The $374.2-billion breaks down to roughly $1,200 for every man, woman and child in the United States.
Because the shortfall marked an improvement from a $455-billion projection the White House made in July, Bush administration officials cited it as evidence that their attempts to fortify the weak economy were working.
"Today's budget numbers reinforce the indications we have seen for some months now: that the economy is well on the path to recovery," Treasury Secretary John Snow said.
White House budget director Joshua Bolten said much the same but also conceded that worse fiscal numbers were on the horizon, estimating the gap for the new year "will likely exceed $500-billion even with the strengthening economy." Bolten said spending restraint and policies aimed at bolstering the economy can wrench the budget onto a course to halve deficits by 2009.
Even so, next year's figure could become a political concern for President Bush and Republicans in Congress. With federal budget years running through Sept. 30, next year's figure will be ready less than a month before elections that will see the GOP fighting to retain control of the White House and Capitol Hill.

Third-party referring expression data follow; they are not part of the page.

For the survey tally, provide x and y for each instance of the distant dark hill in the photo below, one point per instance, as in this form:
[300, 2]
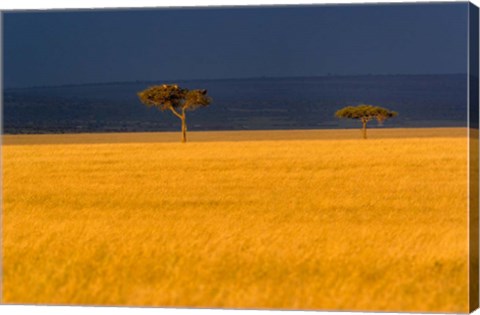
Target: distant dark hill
[240, 104]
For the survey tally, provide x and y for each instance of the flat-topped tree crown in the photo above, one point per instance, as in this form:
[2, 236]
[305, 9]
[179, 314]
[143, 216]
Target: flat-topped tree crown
[176, 99]
[365, 113]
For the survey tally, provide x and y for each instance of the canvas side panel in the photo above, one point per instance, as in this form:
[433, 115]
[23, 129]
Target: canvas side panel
[1, 155]
[473, 158]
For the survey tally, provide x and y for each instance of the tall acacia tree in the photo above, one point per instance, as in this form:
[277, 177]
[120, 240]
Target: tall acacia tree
[176, 99]
[365, 113]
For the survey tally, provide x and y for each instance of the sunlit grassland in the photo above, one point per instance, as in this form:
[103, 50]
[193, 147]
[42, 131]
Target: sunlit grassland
[351, 224]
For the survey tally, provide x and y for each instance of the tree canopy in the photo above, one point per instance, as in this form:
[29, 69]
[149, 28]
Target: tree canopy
[176, 99]
[365, 113]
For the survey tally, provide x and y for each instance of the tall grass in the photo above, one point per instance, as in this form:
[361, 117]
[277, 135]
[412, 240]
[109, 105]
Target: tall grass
[313, 224]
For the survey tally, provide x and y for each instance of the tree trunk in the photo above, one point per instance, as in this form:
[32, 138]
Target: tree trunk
[364, 129]
[184, 127]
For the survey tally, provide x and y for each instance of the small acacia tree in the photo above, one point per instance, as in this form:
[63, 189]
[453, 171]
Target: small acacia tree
[365, 113]
[176, 99]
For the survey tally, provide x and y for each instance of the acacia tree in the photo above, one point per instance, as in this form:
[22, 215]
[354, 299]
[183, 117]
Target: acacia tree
[176, 99]
[365, 113]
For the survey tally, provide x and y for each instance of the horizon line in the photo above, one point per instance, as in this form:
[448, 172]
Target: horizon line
[225, 79]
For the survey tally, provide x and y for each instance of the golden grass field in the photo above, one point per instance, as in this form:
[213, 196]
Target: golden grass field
[316, 223]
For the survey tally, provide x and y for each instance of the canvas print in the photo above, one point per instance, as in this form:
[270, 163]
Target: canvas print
[317, 157]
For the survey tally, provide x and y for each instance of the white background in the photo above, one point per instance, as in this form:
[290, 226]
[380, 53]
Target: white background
[52, 4]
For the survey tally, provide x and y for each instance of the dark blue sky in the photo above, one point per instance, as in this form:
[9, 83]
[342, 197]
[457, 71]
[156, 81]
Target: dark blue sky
[55, 48]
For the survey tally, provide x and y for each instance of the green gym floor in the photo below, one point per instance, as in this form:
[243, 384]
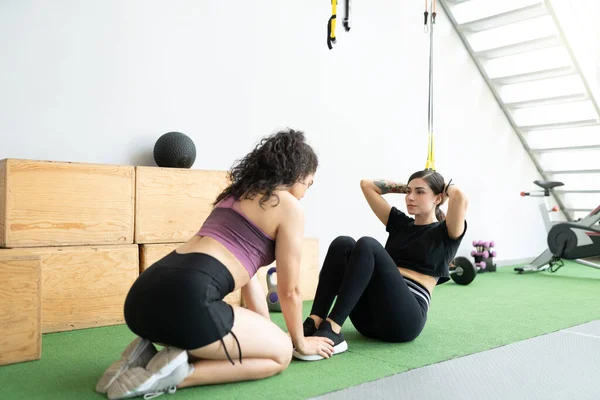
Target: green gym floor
[498, 310]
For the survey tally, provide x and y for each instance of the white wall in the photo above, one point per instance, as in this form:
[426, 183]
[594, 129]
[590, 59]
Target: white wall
[101, 81]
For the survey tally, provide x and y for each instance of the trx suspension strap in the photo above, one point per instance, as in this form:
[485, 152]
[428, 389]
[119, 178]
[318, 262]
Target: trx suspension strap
[430, 147]
[331, 25]
[347, 16]
[332, 20]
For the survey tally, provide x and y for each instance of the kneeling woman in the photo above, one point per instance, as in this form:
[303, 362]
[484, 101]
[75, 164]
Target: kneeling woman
[178, 301]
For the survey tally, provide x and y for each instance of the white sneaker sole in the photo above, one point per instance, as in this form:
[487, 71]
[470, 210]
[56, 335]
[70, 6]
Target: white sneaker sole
[128, 357]
[340, 348]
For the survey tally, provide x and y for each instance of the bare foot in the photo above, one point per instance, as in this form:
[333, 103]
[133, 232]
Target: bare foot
[317, 320]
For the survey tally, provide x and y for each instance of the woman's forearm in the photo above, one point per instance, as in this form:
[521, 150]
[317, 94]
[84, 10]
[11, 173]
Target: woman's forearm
[383, 186]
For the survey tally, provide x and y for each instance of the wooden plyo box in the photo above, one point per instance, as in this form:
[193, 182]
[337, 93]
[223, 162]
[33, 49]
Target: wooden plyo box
[173, 203]
[309, 270]
[151, 253]
[83, 286]
[20, 309]
[47, 203]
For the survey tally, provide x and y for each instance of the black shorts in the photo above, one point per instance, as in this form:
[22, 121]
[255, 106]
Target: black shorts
[178, 301]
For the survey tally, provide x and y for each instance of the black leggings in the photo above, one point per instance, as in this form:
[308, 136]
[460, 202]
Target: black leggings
[381, 303]
[178, 301]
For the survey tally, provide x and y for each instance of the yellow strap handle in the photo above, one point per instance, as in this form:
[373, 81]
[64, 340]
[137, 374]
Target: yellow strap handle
[430, 154]
[331, 25]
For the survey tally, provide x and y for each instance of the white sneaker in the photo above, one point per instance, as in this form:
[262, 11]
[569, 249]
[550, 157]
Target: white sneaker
[167, 369]
[137, 354]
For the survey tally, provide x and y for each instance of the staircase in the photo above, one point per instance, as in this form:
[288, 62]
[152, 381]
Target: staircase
[526, 52]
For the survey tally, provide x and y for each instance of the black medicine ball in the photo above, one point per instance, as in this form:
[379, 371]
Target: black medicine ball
[174, 150]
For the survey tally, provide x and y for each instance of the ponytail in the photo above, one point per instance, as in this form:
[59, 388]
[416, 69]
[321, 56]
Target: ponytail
[439, 214]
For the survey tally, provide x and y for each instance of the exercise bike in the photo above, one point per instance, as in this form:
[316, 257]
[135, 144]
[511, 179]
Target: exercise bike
[566, 240]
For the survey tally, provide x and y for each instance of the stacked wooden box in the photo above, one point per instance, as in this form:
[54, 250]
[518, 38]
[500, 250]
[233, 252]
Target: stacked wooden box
[75, 236]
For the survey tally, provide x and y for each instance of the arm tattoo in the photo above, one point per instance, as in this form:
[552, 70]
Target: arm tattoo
[390, 187]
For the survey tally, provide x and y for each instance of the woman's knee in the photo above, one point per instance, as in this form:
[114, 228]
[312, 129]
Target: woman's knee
[342, 243]
[368, 243]
[284, 357]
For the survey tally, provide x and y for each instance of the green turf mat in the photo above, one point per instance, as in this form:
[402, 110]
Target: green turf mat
[496, 309]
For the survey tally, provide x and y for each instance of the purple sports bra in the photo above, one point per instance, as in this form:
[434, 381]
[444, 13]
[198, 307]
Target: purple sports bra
[246, 241]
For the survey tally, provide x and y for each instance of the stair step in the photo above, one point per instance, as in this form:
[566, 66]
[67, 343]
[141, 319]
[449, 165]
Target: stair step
[518, 48]
[559, 125]
[573, 171]
[548, 101]
[533, 76]
[505, 18]
[555, 113]
[569, 148]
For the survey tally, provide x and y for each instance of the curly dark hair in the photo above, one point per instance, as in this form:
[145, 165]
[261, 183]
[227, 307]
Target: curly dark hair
[435, 181]
[281, 159]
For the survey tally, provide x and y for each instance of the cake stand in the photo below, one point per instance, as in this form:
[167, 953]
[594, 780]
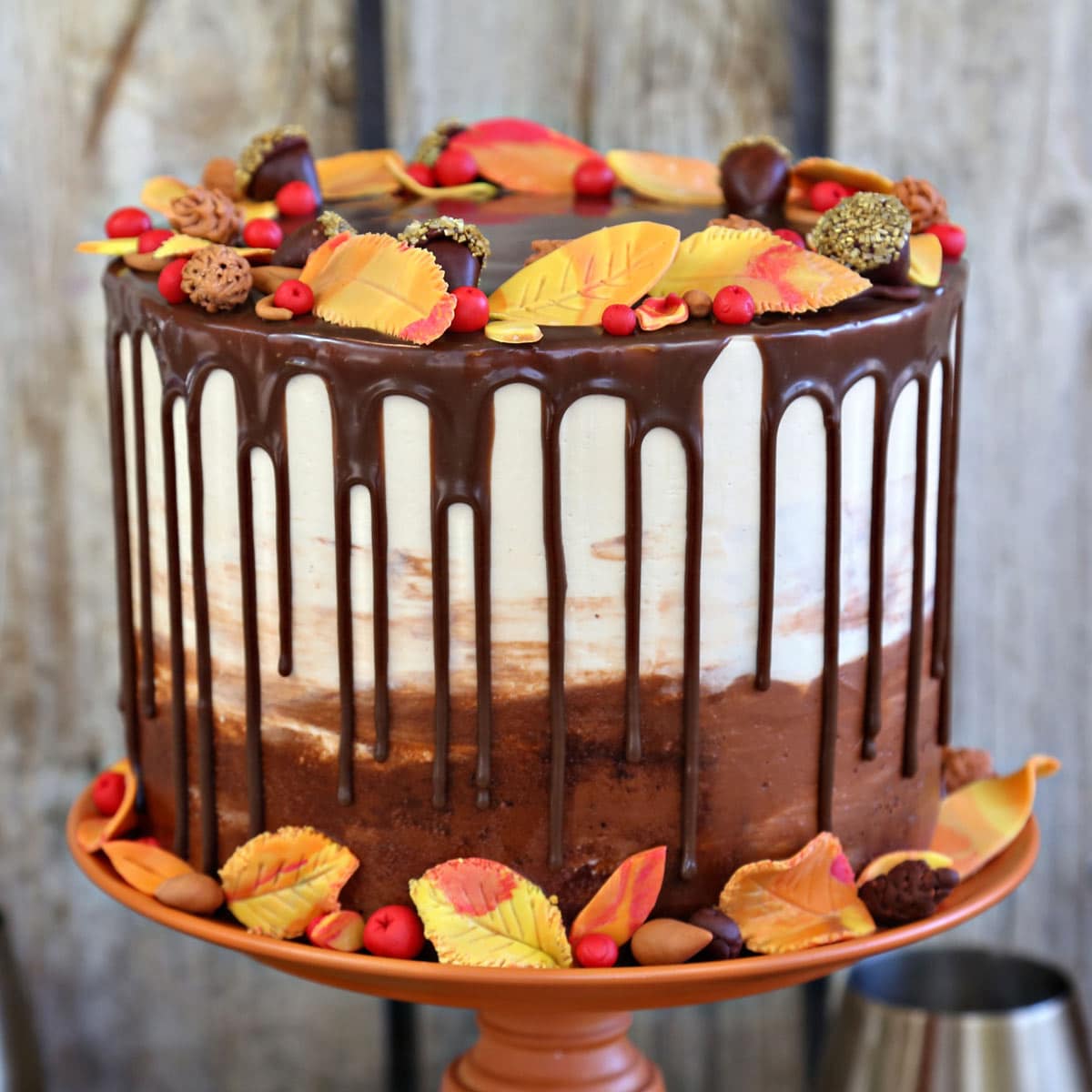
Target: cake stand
[554, 1030]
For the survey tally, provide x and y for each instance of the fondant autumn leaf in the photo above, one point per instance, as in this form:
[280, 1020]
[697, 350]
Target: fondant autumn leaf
[278, 882]
[480, 913]
[779, 277]
[625, 901]
[374, 281]
[571, 287]
[145, 866]
[982, 819]
[670, 178]
[96, 831]
[803, 902]
[523, 157]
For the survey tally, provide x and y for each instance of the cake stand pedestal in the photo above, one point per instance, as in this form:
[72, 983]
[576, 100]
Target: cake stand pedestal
[560, 1030]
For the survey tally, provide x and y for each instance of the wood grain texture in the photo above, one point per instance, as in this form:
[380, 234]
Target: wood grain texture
[989, 102]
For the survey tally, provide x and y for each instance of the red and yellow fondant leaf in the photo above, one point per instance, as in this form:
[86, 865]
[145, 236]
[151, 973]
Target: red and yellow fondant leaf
[145, 866]
[779, 277]
[669, 178]
[96, 831]
[278, 882]
[374, 281]
[803, 902]
[571, 287]
[480, 913]
[523, 157]
[982, 819]
[627, 898]
[358, 174]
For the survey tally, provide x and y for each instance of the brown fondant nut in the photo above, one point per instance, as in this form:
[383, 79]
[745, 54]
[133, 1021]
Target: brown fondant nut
[217, 278]
[961, 765]
[195, 893]
[909, 893]
[665, 940]
[206, 214]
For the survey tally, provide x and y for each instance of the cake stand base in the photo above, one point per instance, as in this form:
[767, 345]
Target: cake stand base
[528, 1051]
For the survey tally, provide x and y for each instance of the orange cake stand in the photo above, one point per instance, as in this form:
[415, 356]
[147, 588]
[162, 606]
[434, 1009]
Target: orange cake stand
[554, 1030]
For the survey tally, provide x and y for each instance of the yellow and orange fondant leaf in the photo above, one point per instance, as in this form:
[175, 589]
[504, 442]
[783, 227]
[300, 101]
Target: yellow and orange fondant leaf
[627, 898]
[96, 831]
[377, 282]
[982, 819]
[480, 913]
[571, 287]
[358, 174]
[667, 178]
[278, 882]
[145, 866]
[805, 901]
[780, 277]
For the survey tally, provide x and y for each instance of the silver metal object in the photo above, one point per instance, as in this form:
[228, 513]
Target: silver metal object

Democrats mocked the administration's sunny interpretation and tried to focus attention on the numbers for the budget year just ended. They noted that last year's red ink was more than twice 2002's $158-billion and surpassed the $290-billion record set in 1992.
"I'm somewhat amused to see them say they thought that was good news," said Sen. Kent Conrad of North Dakota, top Democrat on the Senate Budget Committee.
As they have done since four years of annual surpluses under President Clinton abruptly degenerated into deficits under Bush, Democrats blamed the Republican president for the reversal.
"The administration's tax cuts and budget policies have not created the promised new jobs over the last three years, but they have created huge deficits that will stifle future growth and burden our children and grandchildren with debt," said Rep. John Spratt of South Carolina, the House Budget Committee's No. 1 Democrat.
Some Democrats have accused the White House of purposely padding its deficit forecast last July to lay the groundwork for casting the final budget as good news. Sen. Ernest Hollings, D-S.C., raised that question anew on Monday, when it became clear the actual 2003 deficit was $81-billion less than the administration projected three months ago.
About one third of the improvement since the July estimate was because actual revenue collections totaled $26-billion more in 2003 than the White House projected, for a total of $1.782-trillion.